Almost 3 feet of snow are on the ground. Do you have the winter blues? The days are cold and short- neither of which seem to be good for absolutely anything, let alone photography.
Well, actually, not so much. Winter can be a great time to be a photographer, if you know how to work with what you have.
One obvious advantage to winter photography is your own house is its own little snowglobe and outside is nothing but a winter wonderland. If you can put up with the cold for a few moments, some magical pictures can be taken; check out below.
Maybe snow isn't your thing and you have no interest in taking pictures in it or having your picture taken in it.

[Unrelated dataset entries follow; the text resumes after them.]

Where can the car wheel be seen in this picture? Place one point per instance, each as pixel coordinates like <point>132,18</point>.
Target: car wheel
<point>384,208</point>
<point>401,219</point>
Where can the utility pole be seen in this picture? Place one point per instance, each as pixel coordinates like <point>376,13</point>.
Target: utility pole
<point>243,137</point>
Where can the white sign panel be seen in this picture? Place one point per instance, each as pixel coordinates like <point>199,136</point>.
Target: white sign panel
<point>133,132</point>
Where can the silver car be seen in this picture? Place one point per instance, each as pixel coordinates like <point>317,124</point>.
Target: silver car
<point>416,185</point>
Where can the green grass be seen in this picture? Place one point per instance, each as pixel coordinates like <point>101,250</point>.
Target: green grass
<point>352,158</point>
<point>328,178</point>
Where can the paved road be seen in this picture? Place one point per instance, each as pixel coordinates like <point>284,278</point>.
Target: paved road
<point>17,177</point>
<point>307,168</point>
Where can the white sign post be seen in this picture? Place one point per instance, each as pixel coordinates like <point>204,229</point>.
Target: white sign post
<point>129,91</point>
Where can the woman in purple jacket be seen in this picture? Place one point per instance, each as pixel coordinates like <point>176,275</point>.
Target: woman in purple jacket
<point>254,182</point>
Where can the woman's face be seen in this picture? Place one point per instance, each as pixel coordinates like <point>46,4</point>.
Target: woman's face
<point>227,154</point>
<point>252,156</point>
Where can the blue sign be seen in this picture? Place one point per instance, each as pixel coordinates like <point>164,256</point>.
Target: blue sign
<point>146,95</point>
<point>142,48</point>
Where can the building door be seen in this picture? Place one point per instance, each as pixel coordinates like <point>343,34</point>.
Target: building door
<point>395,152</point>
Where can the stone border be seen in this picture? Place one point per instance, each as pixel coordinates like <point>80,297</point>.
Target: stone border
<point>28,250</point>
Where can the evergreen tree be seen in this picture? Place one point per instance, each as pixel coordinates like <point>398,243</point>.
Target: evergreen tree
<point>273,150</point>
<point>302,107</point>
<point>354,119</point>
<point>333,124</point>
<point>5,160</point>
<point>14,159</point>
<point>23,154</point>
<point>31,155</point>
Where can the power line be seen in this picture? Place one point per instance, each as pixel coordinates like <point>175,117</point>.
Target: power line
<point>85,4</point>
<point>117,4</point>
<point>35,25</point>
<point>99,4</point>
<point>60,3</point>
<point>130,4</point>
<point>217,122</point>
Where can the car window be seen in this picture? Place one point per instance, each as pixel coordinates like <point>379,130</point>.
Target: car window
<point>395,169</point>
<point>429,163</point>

A not so obvious advantage of winter is the low sun angle. We all know about golden hour, the first or last hour (or more) of the day when everything glows warm and gold. This light is great for portraits as it will make your skin look soft and the picture will generally be warm in nature. Winter days, however, almost always offer golden light throughout the whole day.
Compare a hot day in July where the sun is directly above - your face is always in a shadow and the light is far from flattering - with a winter day from December through late February. In the latter case, the sun is noticeably lower in the sky, making shadows long and light warm and gold.
The low sun of winter makes a near day long opportunity for great portraits. Grab your cell phone and a model and give it a try! I think you'll be impressed with your results if you figure out how to properly light the model.
So maybe winter isn't so bad after all. If there's no snow for snowglobe-esque pictures, try taking advantage of the perfect light! Don't forget spring will be here before we know it.